Morty folded his arms across his chest. “Aye.”
They sat on the edge of the wooden sidewalk for a few minutes in silence.
“You know I don’t like this friendship you have with Charlie.”
“Aye.”
“You know if you ever try anything with her, I’m going to kill you.”
Morty turned to face Jaxon. “Aye.” He looked back over the dusty road. “When Charlie was still a seaman, it was easy to ignore we were from different worlds. I mean, we dressed alike and did the same job basically so we were kind of equal. But when I saw her at your party all dressed up, I knew she was never going to be with me. She belongs in your world. I’m just the son of a tenant farmer. I barely passed the sixth grade. Barely. Charlie, she’s as smart as they come. You’re smart too. I can tell.”
Jaxon shrugged and nodded. He always did just enough to be better than Grayson, but if he had really applied himself, he could have been first in his class.
“I don’t pick up on things like other people. Letters get turned around and mixed up when I read. When I came on that ship, the men would show me a knot once and expect me to know it, but couldn’t remember them that fast. Charlie was patient and showed me the knots over and over until I picked them up. She taught me what each knot was called and when to use it. She’d spend a couple of hours on Sunday showing me different things on the ship and telling me what they were for and the proper way everything was supposed to be.”
“It sounds like she was a good friend to you.”
“Aye, the best. I don’t know if I could have learned it all without him-her. It’s so hard to think about Charlie back then and remember he was really a girl. It’s like my brain thinks of Charlie as two different people.”
Jaxon leaned forward and rested his forearms on his knees. He knew Charlie wouldn’t like him asking Morty about her childhood, but he was curious about how others perceived her.
“What was Charlie like back when you first came on the ship?”
“Quiet mostly. She had a way of looking at the crew that really unnerved the men.
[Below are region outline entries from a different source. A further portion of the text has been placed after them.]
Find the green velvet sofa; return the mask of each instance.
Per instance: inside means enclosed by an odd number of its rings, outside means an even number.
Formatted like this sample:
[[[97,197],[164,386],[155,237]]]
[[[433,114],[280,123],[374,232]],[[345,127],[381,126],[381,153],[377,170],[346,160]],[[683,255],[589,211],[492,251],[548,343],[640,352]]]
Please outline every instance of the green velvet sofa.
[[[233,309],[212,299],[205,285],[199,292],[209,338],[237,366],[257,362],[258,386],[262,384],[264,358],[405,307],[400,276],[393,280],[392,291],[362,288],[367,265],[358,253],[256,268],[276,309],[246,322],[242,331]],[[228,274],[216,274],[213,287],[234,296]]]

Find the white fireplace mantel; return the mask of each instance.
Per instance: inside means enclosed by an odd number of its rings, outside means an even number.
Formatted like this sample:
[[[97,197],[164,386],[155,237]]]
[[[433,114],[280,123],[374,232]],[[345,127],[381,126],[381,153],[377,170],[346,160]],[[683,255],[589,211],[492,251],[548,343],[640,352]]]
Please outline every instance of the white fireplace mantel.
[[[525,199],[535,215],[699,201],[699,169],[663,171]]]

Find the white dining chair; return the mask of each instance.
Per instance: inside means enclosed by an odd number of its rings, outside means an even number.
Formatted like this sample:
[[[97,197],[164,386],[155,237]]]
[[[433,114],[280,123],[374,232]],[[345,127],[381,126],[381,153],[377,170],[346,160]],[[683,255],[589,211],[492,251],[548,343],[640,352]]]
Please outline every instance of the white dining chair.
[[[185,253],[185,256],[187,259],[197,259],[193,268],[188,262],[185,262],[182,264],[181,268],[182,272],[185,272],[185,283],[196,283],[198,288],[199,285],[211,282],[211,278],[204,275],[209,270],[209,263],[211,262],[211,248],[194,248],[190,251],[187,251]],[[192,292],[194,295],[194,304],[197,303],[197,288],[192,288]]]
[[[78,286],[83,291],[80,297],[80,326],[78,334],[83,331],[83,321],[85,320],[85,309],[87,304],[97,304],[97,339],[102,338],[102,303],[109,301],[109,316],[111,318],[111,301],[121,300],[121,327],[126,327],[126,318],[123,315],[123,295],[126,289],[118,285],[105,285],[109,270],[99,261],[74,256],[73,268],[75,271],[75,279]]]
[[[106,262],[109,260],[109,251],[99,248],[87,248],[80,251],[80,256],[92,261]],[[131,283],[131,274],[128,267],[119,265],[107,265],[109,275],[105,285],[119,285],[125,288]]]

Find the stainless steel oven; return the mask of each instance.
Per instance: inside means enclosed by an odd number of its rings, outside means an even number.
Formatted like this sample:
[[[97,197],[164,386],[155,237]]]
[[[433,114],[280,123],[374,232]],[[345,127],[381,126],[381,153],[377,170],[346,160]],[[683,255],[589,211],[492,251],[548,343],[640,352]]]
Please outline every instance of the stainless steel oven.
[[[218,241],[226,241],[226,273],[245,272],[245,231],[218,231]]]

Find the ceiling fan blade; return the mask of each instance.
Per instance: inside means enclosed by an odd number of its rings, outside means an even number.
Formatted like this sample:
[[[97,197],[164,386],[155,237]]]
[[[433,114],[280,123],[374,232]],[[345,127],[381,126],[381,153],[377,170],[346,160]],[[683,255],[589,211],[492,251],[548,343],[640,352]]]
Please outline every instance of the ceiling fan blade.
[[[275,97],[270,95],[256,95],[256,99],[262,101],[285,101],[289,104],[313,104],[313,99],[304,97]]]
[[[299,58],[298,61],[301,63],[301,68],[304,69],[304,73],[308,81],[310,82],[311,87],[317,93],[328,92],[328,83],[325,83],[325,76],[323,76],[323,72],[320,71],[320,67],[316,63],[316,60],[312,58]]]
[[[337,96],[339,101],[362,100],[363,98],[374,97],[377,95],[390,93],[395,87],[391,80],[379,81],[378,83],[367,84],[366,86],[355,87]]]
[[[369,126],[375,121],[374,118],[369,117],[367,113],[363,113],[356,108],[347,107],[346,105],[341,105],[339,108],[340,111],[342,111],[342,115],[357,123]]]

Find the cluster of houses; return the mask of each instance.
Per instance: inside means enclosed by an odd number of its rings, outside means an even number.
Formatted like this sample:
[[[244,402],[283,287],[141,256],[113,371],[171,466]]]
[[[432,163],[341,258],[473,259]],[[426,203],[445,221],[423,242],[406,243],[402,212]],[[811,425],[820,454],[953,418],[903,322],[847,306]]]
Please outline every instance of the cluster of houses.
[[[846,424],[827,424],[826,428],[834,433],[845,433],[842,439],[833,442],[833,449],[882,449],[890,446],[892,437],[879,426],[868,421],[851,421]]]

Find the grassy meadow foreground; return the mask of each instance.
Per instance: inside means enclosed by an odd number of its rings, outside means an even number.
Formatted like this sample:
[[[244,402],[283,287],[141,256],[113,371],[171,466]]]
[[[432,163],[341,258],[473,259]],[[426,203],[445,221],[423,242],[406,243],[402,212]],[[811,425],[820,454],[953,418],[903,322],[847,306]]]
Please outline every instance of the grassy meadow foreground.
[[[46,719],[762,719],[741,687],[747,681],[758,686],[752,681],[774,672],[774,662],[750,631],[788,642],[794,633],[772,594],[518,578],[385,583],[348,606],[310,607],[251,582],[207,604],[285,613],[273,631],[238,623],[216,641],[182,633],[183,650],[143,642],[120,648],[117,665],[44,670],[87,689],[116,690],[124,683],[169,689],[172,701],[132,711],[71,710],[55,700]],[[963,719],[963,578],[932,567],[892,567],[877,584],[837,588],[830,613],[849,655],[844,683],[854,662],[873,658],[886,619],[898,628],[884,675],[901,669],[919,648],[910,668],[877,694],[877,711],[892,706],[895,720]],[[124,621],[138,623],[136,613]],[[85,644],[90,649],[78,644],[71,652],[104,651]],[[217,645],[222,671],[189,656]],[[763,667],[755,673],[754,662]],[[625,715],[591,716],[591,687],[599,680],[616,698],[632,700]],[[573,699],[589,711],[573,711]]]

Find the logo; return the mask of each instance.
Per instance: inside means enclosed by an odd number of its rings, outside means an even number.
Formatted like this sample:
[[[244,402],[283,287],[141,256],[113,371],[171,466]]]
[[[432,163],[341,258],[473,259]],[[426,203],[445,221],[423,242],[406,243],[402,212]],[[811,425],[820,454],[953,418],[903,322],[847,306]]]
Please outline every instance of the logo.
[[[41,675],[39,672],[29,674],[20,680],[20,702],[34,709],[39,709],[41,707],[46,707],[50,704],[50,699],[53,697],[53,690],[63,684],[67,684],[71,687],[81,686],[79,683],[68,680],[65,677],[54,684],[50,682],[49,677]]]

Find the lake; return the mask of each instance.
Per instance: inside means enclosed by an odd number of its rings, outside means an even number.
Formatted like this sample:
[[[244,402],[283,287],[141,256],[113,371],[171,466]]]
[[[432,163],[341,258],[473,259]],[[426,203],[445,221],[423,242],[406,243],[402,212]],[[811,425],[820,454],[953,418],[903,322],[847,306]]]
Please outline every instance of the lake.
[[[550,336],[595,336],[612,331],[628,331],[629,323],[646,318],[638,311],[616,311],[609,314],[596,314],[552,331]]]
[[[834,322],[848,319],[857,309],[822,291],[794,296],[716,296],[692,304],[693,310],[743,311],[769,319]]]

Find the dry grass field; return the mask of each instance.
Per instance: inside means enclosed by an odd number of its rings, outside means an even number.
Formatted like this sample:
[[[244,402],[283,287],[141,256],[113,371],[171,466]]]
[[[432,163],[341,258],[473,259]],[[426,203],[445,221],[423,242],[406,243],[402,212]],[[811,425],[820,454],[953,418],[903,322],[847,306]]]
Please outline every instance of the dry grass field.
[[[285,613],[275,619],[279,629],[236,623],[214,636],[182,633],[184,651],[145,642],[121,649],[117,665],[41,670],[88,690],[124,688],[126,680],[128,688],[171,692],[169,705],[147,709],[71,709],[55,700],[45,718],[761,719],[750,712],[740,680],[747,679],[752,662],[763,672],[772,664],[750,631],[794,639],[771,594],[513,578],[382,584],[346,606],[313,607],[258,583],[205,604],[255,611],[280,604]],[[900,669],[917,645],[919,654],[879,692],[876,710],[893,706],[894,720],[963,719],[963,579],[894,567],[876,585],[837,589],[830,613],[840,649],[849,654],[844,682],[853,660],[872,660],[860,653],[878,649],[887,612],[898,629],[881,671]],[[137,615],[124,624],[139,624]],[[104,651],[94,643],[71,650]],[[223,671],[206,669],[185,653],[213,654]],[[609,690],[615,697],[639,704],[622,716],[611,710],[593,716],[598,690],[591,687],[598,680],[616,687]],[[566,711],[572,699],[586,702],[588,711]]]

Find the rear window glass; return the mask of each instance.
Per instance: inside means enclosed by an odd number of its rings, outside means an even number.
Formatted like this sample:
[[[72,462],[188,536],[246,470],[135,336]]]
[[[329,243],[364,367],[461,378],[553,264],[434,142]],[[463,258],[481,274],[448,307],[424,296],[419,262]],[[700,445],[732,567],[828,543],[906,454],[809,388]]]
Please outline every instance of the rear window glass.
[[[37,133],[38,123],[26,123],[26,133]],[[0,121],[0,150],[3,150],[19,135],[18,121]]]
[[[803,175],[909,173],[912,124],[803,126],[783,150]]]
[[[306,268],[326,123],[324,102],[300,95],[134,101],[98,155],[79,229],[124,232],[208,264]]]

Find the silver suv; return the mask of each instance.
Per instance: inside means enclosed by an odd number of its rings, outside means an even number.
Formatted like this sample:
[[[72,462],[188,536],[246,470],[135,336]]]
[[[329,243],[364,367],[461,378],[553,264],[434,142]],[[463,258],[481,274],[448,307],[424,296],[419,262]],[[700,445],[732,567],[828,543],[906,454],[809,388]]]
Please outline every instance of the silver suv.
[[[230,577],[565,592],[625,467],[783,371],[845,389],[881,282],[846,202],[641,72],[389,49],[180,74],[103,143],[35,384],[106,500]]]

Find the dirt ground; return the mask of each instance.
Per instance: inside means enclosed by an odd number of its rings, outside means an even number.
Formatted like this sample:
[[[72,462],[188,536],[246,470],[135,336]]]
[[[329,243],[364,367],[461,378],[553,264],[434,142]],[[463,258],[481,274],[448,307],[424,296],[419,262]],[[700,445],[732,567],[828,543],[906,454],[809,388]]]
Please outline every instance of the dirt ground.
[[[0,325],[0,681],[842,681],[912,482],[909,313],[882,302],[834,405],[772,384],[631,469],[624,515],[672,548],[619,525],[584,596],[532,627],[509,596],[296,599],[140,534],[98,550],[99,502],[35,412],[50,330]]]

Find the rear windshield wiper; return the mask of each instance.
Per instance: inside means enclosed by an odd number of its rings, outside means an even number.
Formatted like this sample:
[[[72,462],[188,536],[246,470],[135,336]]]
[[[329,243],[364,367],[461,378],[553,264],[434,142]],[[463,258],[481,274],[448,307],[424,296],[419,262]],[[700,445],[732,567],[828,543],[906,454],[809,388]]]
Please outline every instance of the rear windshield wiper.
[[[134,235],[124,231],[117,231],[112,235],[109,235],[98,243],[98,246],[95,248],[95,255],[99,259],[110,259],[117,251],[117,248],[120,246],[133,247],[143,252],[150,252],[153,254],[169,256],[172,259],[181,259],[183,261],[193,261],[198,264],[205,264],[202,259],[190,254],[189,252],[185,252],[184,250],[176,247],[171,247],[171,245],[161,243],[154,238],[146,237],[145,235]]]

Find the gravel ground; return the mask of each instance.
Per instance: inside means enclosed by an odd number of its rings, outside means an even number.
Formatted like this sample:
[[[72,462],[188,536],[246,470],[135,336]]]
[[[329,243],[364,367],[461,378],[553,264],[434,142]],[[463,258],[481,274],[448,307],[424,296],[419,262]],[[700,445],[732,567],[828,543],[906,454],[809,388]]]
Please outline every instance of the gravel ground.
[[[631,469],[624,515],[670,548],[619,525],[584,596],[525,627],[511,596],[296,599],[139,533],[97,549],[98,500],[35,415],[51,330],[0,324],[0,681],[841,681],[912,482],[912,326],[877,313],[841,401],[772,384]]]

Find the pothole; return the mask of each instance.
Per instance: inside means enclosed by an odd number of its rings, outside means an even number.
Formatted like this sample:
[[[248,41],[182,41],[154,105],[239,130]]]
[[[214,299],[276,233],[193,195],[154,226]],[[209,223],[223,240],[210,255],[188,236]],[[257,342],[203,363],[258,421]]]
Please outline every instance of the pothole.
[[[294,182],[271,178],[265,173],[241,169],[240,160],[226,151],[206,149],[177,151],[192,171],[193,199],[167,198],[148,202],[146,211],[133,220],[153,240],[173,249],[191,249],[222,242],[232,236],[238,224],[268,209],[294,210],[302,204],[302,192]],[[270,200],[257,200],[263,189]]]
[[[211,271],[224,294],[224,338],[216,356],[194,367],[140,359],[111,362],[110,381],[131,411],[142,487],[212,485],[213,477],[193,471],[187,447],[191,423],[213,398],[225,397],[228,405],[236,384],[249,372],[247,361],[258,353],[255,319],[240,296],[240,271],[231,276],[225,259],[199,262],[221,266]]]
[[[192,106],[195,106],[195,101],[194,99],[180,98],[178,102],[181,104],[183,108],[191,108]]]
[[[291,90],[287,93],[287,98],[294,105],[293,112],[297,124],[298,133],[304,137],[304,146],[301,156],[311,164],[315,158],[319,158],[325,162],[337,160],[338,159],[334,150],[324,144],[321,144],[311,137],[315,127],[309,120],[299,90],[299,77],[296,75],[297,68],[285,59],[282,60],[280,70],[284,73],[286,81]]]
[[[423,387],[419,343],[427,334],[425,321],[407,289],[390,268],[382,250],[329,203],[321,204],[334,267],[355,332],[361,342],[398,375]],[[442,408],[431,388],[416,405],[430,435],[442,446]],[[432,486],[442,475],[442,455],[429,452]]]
She would look them in the eye and never say a word. I think they thought she was judging them or just memorizing the moment to use it against them later. I thought it was as if she wanted to say something and they were supposed to read her mind. Or even that she just wanted to join the conversation, but she didn’t know how or what she had to say would be unwelcomed. I don’t think she said a word the first week I was there, except maybe to Dr. Kirk or her father or to say aye-aye when she was given an order. ‘Course, I just saw her on watch and we weren’t supposed to talk while we were working. But she never talked in the galley either. She just sat at the end of the table with her head down.”
“No one liked Charlie?”
“I don’t think they ever tried. She was just a kid and the captain’s son. They thought Charlie was a little touched in the head, if you know what I mean. They told me stories about how she didn’t say a word for the first year or two she was aboard.”
“They said she didn’t start talking until she was eight years old?”
“No. She stopped talking after the fire for more than two years. She didn’t say a word to anyone.”
Jaxon shook his head. He knew just by the way she continued to have nightmares, she had been traumatized by the fire, but apparently it was worse than he imagined.
“Who can blame her,” Morty continued. “Getting burned and losing her mother in the fire like that while her father was out at sea. It was just too much for a little one to handle.”
Jaxon’s head jerked around and his eyes widened with surprise. Charlie had not told him that her mother died in the house fire. He felt sick. No wonder she still had nightmares about it. She had started the fire that killed her mother. “Has she ever talked to you about that fire? Do you know how it got started?”
“No, she won’t talk about it at all. I only knew because the crew told me. I’ve never heard anyone say how it started.”
Jaxon tried to remember what she said about the fire. She said she was responsible for the fire not that she set it. Was there a difference? He suspected, to her, there was not. No wonder she didn’t talk for two years.
“But after she started talking again, they still thought she was strange?”
“Not strange. Mad. They blamed her for every misfortune on the ship; hurricanes, broken ropes, injuries. I think if she had slept in the fo’c’sle, it might have been different because they would have gotten to know her. Of course, she couldn’t have done that,” Morty continued. “They all thought Charlie ran back and told her father everything they said or did.”